The Absolute Minimum Every Software Developer Absolutely, Positively Must Know About Unicode and Character Sets

All about language programs, courses, websites and other learning resources
User avatar
Montmorency
Brown Belt
Posts: 1035
Joined: Tue Oct 06, 2015 3:01 pm
Location: Oxfordshire, UK
Languages: English (Native)
Maintaining: German (active skills lapsed somewhat).
Studying: Welsh (advanced beginner/intermediate);
Dabbling/Beginner: Czech

Back-burner: Spanish (intermediate) Norwegian (bit more than beginner) Danish (beginner).

Have studied: Latin, French, Italian, Dutch; OT Hebrew (briefly) NT Greek (briefly).
Language Log: viewtopic.php?f=15&t=1429
x 1184

The Absolute Minimum Every Software Developer Absolutely, Positively Must Know About Unicode and Character Sets

Postby Montmorency » Sat Apr 16, 2016 12:44 am

The Absolute Minimum Every Software Developer Absolutely, Positively Must Know About Unicode and Character Sets (No Excuses!)
by Joel Spolsky


http://www.joelonsoftware.com/articles/Unicode.html

This is an old article (2003), but still helped me fill in some of my horrible knowledge gaps when it comes to Unicode, and for various reasons, I've been trying to fill some of those gaps recently.
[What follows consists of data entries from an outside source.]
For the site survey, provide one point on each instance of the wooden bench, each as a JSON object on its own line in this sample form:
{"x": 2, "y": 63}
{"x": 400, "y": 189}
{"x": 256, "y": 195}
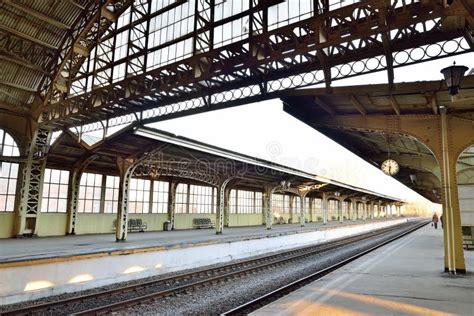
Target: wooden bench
{"x": 202, "y": 223}
{"x": 134, "y": 225}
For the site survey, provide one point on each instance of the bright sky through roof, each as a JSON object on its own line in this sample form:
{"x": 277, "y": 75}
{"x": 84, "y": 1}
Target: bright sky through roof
{"x": 263, "y": 130}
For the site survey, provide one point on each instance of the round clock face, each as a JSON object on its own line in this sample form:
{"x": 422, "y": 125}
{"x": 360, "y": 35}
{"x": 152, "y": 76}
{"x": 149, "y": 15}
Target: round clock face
{"x": 390, "y": 167}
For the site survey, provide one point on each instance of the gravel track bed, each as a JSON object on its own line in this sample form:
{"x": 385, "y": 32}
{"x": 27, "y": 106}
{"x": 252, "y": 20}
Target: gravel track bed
{"x": 209, "y": 299}
{"x": 218, "y": 298}
{"x": 55, "y": 298}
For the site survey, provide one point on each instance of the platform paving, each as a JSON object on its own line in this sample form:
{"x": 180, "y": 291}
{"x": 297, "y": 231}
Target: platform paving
{"x": 26, "y": 249}
{"x": 402, "y": 278}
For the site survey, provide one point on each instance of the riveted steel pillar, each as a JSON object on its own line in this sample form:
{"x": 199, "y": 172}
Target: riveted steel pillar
{"x": 126, "y": 171}
{"x": 72, "y": 199}
{"x": 453, "y": 250}
{"x": 291, "y": 199}
{"x": 226, "y": 207}
{"x": 221, "y": 206}
{"x": 339, "y": 210}
{"x": 325, "y": 209}
{"x": 32, "y": 184}
{"x": 172, "y": 202}
{"x": 267, "y": 206}
{"x": 353, "y": 210}
{"x": 302, "y": 211}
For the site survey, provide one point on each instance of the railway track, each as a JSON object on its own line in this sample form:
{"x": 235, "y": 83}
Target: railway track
{"x": 274, "y": 295}
{"x": 125, "y": 297}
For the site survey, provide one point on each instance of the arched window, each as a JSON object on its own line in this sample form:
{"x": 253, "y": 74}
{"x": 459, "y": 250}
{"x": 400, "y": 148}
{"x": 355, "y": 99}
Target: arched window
{"x": 8, "y": 172}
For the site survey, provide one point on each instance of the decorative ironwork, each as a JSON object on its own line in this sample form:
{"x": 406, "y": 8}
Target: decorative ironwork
{"x": 32, "y": 181}
{"x": 74, "y": 184}
{"x": 360, "y": 38}
{"x": 221, "y": 206}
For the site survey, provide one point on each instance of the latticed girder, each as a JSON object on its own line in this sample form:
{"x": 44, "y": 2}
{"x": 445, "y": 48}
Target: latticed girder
{"x": 365, "y": 37}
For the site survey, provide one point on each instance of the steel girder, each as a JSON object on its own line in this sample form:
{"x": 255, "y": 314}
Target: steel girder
{"x": 361, "y": 38}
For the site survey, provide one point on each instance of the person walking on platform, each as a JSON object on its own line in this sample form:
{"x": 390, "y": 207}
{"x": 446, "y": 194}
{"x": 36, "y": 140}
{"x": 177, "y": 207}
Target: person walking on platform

It would have been very applicable to me back in 2003 when I was still employed in IT, and although I had re-started learning natural languages seriously back in the early-to-mid-1990s, my knowledge of computer internationalisation was just about confined to the notes I had taped to my keyboard or screen, detailing the ALT-codes for German, French or later Spanish "special characters". (Of course, they were not "special" to German, French, or Spanish speakers, but a normal part of the language, but how ignorant some of us English speakers were back then). I originally worked on IBM or IBM-compatible mainframes, and lived my life through EBCDIC. If it wasn't listed on the "little green [IBM 360 reference] card", then it didn't exist as far as I was concerned. I was aware that at the IBM User Group conferences I went to in mainland Europe, there were often heated sessions over what IBM called "National Character Sets", but to be honest, we English-speakers really couldn't see what the fuss was about. I blush now...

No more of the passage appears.